Последнее обстоятельство
Это имело еще и дополнительный смысл, поскольку денежные дела наши были — хуже некуда. Прощальные дары Монахова закончились еще несколько лет назад, причем каждый следующий конверт приносил нам все меньше денег: не знаю, из-за большей прижимистости европейских антикваров или из-за их нараставшей подозрительности. Неудача преследовала меня и при обычных моих ипподромных ставках, что было совсем уж удивительно. Точно так же, как всегда прежде, я подходила к паддоку в момент, когда лошадей выводили перед забегом, и внимательно прислушивалась к их — не словам (они не умеют говорить), не мыслям (я не умею их читать), а к чему-то среднему, к каким-то таинственным эманациям — и, кажется, даже разбирала их чувства и настрои перед забегом, но либо языковой барьер разделял не только людей, но и коней тоже, либо я, прожив столько времени среди двуногих, начинала утрачивать этот волшебный дар, но нечленораздельные животные голоса казались мне невнятицей, а если среди них вдруг и проскакивал явный смысл, то я, похоже, не могла его разгадать — и б'oльшая часть моих ставок безнадежно проигрывала.

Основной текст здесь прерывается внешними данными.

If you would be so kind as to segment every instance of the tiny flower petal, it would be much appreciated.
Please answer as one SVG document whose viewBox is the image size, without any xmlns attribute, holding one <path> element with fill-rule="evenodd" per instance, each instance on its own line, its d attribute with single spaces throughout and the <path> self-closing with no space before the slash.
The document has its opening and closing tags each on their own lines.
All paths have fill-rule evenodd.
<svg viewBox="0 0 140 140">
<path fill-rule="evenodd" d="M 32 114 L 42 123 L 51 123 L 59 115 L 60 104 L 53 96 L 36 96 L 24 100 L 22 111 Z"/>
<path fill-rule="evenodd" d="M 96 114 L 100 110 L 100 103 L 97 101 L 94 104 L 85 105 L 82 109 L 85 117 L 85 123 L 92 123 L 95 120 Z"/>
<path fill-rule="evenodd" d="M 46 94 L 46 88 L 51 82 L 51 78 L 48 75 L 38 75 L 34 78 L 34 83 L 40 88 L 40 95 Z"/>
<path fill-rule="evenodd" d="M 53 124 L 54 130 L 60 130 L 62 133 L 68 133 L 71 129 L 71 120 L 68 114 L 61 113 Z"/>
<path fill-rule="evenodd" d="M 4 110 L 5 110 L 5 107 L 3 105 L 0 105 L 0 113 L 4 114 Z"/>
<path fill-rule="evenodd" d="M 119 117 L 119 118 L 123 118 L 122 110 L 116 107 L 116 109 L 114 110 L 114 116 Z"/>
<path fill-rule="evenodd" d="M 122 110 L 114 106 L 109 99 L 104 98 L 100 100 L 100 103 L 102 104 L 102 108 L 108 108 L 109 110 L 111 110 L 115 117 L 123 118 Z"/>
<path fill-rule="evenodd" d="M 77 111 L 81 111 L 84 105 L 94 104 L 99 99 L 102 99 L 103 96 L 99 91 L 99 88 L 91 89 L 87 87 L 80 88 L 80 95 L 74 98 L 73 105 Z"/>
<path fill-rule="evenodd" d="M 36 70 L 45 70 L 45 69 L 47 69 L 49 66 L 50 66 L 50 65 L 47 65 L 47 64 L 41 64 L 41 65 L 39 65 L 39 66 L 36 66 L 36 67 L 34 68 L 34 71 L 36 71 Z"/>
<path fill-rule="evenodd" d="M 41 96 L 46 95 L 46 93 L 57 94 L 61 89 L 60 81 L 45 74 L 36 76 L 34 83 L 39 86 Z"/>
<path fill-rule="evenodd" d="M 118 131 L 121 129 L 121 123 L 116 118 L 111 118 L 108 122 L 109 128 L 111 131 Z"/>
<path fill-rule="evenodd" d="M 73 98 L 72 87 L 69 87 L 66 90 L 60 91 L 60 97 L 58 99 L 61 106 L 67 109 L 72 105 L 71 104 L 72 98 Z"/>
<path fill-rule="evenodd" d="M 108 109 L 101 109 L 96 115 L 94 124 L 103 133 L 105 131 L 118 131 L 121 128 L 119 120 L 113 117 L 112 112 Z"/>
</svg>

Я пробовала искать работу, но лишний раз убедилась, что терять надолго Стейси из виду для меня немыслимо: на второй час отлучки мною постепенно овладевали мрачные предчувствия, которые вскоре превращались в твердую убежденность, что с ней что-то произошло. При этом воображение никогда не готово было довольствоваться травмой, раной или болезнью — мне никогда не представлялось что-то вроде прищемленного пальца или вдруг разыгравшейся инфлюэнцы: отнюдь нет, я была совершенно убеждена в том, что она погибла. Злые силы, пользующиеся моим отсутствием, были многолики и коварны: в моем сознании она выпадала из окна, ее убивало током, растяпа-мамаша обливала ее кипятком, тихоня-сосед, обнаруживавший вдруг свою патологическую природу, похищал ее, чтобы, надругавшись, удавить в каком-нибудь подвале, — и эта карусель ужасов продолжала безостановочно крутиться у меня в мозгу, покуда я с наклеенной улыбочкой сидела за кассой, пробивая сытные завтраки в заведении фрау Безевихт.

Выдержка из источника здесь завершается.